The service was held at Kabarak University’s sports grounds, just a few metres away from one of his favourite places, the Kabarak AIC Chapel. So religious was Moi that one of his last wishes to Yego was that the man of God gift each of the president’s surviving children with a Bible.
Decades of being Commander-In-Chief lionised him. But underneath the armour there existed a softer man who found joy in the little things in life.
Joy in having a glass of red wine surrounded by friends or before bed. Joy in attending the wedding of a friend’s child. Joy in being there to hold the hand of his doctor’s eight-day-old son soon after being circumcised. Joy in openly showing anger when those he cared about went out of character. Joy in following up on promises long made and making sure they were honoured. And later on in life, rediscovering the joy of farming.
“Alas, his body had fought all his battles … we grieve our patriarch but grief comes from love … the pain of grief will fade, but will be replaced by love,” Dr Silverstein said before donning a Kippah and reciting the El Maleh Rachamim - the Jewish prayer for the dead.
It was for the man who, while vice president, had trusted a 33-year-old with his life. Their relationship was to stretch some 42 years.

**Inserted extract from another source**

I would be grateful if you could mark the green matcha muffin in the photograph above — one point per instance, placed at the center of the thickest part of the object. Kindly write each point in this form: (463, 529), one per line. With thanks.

The Rachamim was fitting for the man who believed there existed some link between the Kalenjin and the tribes of Israel. His time had come. He was human.
Final resting place
At 4.22pm when the 19-gun salute went off, there was that ever present reminder that death is a path one walks alone, and can only be escorted by those held closest to the heart.
His children, grandchildren, nephews, nieces and other close family members and friends, all of whom numbered 400, escorted him his final resting place.
But before that, at around 3pm, there was the passing of a baton from one generation to the next. A replica of Moi’s famous rungu was handed over to Raymond, the eldest son in the Moi homestead.
He accepted it, and accepted the responsibility that comes with his new position, and then passed it on to Gideon, selflessly recognising his younger brother as the family’s political spokesperson, while he remained the head of the family in all other matters.
At 4.25pm Air Force officers performed the Missing Wingman formation. Then the ceremonial song, Long Revel, was played out.
At 4.28pm, Yego made the final readings and administered the final rights.
“I tell you brethren, flesh and blood cannot inherit the Kingdom of God … we praise God for his life. He is now with his maker,” he said.
At 4.32pm, the family moved to the grave and slowly threw soil towards Mzee’s coffin. Just like the giant wreaths of white roses with a dash of red that dotted Kabarak grounds, his life went full circle.
At 4.50pm, a journey which began on October 10 last year with the hospitalisation of the former president and ended at 5.20am on February 4 this year reached its destination, with the final benediction performed at Moi’s graveside.
By sunset, Mzee Moi sat a table with his son Jonathan. Perhaps to his left was his wife Lena and opposite him was his grandson Kiprono who died in 2015. Together, they looked down at those they have left behind. And those they left behind will always be looking up, towards those who have gone ahead of them.